How to Build Trust and Enhance Your Influence with Content Marketing
“Know, like, trust.
At its essence, those three things are why we do content marketing. And if you’re not hitting all three, you’re likely not enjoying success with your content.
Traditional marketing is big on the know — it’s all about creating awareness in the marketplace. Add in some clever messaging to prompt some level of liking, and mission accomplished, right?
It’s as if awareness of a brand is enough to spark trust. And it’s true — we do tend to prefer brands that we know, even if there’s no true difference between one product and a generic one.
But when it comes down to choosing between two or more brands, trust becomes critical.

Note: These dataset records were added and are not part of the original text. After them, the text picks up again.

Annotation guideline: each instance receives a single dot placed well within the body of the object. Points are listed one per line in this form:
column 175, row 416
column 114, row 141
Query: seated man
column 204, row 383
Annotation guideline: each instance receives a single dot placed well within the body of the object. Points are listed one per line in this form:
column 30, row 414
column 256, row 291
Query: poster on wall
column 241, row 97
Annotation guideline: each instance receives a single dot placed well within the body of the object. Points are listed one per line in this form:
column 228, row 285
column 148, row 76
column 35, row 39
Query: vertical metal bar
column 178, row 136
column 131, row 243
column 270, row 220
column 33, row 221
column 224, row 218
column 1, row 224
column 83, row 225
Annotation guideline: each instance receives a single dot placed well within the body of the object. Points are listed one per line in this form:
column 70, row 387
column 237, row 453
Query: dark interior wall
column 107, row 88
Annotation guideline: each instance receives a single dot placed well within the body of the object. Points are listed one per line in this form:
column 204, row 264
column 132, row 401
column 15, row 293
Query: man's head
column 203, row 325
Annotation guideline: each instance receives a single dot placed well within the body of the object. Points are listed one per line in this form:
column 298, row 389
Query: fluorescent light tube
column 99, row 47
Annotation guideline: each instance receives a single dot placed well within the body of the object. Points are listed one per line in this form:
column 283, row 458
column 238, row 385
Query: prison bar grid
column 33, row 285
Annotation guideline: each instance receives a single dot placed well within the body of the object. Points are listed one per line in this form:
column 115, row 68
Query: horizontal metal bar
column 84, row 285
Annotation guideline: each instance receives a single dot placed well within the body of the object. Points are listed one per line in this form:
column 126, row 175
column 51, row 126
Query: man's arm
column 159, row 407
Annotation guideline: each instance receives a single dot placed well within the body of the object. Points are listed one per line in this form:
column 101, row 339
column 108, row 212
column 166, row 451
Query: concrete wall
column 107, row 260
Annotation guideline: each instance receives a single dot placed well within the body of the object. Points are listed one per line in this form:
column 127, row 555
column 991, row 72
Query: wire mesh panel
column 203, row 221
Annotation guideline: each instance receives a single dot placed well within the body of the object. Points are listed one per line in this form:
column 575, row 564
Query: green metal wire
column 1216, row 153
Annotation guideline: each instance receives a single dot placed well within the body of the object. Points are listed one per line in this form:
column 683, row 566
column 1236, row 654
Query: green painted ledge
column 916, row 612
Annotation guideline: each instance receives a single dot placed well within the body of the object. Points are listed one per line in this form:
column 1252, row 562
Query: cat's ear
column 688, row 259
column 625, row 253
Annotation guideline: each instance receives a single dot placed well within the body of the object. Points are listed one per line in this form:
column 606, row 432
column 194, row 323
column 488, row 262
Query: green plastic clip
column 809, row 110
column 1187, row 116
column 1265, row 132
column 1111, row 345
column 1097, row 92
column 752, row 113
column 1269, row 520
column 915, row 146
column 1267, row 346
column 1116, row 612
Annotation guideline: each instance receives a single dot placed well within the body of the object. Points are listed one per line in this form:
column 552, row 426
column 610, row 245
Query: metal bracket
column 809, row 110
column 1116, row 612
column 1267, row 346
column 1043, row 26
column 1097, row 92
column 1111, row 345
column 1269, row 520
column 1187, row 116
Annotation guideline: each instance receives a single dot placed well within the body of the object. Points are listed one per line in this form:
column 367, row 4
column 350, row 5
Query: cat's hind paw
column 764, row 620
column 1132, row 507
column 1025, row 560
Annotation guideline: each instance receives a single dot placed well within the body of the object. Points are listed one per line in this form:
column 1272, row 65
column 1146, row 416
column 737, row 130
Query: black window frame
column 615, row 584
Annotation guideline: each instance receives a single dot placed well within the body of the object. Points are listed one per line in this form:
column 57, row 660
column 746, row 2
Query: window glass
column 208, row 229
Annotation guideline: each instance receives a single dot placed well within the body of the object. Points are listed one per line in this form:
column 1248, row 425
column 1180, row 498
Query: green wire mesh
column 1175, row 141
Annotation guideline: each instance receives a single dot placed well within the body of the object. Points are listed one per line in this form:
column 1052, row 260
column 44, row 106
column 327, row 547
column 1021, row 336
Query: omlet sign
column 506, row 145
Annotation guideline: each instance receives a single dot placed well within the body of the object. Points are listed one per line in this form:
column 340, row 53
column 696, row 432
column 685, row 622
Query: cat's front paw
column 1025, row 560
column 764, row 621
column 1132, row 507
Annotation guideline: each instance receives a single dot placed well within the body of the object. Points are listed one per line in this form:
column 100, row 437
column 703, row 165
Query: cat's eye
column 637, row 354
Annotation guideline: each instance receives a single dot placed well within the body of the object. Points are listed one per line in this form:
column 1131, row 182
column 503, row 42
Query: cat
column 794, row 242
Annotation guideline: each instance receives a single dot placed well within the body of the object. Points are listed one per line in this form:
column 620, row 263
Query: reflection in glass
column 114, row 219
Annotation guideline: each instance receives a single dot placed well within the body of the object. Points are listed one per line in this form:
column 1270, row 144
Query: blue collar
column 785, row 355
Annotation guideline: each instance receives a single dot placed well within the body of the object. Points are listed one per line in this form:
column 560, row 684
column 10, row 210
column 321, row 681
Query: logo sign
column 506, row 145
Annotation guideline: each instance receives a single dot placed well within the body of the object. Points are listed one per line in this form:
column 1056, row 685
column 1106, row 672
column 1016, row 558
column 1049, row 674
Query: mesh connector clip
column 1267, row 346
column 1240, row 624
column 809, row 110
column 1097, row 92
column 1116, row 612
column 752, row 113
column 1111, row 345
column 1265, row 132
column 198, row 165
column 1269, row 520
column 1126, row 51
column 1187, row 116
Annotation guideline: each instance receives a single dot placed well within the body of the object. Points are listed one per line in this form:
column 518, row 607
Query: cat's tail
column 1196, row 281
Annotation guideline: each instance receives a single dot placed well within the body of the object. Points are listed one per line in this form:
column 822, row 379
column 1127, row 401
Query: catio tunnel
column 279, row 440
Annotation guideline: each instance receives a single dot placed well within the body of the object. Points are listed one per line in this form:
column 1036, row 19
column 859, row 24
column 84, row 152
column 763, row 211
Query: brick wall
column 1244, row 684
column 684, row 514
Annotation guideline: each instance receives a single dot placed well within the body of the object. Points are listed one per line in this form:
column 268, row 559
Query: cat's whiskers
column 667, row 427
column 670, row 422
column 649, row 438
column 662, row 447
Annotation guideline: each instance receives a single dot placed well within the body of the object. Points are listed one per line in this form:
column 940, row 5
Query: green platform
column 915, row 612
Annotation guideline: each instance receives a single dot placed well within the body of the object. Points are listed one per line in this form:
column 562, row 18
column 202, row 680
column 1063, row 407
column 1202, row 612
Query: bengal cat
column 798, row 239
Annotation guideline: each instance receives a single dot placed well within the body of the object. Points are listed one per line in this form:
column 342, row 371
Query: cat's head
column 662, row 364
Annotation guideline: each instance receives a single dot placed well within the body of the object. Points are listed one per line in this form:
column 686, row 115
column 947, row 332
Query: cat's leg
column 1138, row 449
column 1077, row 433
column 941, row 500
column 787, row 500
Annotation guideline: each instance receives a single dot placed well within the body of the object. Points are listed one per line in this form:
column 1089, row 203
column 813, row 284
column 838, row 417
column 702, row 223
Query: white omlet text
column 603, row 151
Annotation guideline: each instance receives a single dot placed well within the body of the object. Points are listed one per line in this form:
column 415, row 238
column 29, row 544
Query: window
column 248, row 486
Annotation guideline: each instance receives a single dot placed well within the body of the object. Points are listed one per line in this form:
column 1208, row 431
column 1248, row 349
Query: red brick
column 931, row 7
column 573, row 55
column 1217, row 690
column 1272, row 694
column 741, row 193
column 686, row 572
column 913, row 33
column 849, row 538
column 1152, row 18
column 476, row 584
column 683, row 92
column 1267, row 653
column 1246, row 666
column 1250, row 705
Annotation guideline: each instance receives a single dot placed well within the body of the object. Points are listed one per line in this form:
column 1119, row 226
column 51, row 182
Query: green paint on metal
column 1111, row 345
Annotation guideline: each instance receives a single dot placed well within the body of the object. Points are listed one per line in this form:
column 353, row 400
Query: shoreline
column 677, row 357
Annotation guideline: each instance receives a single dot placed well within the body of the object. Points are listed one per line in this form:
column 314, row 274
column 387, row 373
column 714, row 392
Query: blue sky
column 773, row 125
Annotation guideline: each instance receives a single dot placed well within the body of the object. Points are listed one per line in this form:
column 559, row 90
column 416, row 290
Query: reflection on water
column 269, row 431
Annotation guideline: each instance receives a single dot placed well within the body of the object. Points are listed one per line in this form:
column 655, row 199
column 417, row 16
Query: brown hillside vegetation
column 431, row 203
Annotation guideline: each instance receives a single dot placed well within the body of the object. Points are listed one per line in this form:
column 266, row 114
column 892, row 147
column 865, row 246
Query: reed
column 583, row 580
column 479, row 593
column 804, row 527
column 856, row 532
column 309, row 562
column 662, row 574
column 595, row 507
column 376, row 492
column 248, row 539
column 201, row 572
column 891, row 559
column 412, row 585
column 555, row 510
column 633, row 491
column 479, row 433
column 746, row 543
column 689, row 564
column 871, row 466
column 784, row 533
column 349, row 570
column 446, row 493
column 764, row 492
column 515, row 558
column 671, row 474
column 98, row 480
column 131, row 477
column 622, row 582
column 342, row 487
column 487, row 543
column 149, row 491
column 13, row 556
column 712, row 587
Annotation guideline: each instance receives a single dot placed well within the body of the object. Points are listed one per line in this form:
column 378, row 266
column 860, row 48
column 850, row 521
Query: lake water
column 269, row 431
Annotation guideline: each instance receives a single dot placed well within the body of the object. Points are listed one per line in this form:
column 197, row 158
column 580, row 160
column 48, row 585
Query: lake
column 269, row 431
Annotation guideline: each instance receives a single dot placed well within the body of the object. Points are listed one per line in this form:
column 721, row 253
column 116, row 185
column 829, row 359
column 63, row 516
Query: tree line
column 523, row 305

This is one of the benefits that content marketers have over competitors who don’t create and freely share valuable information — and it can be substantial if done correctly.
Trust works on many levels:
- Do you do what you say you’re going to do?
- Are your products and services solid?
- Do you treat customers fairly?
- Will you be in business next year?
- Do you abide by the core values you claim?
Content marketing allows you to tell stories that touch on each of these over time. Even more, your brand can be viewed as not only trustworthy, but generous. Even selfless.
The art of disinterested goodwill
In terms of persuasion techniques dating back to the time of Aristotle, ethos is an appeal to the authority, honesty, and credibility of the person speaking or writing.
And that’s exactly what builds trust and influence when content marketing is done well.
Aristotle also thought that a key component of effective ethos was a combination of likability and selflessness, which he characterized as ‘disinterested goodwill.’
Disinterest here doesn’t mean you don’t care if you get a beneficial outcome — it means you serve your audience whether or not you get that benefit from any particular person.
When you give away quality content that’s so good you could have charged money for it, you’re acting with ‘disinterested goodwill.’ That means your audience received value regardless of whether they ever pay you a dime.
It’s this very aspect of content marketing that makes it unacceptable to some business people. The thought of providing something valuable to ‘freeloaders’ just drives them nuts.
I’ve been giving away free, valuable content for 19 years, and all eight successful businesses I’ve started were powered by it. I have complete faith that I’m going to get benefits back — and the know, like, and trust I earn is the entire reason.
Just the act of performing content marketing triggers the power of disinterested goodwill. Lacking that, there are techniques that persuaders use to achieve the same goal.”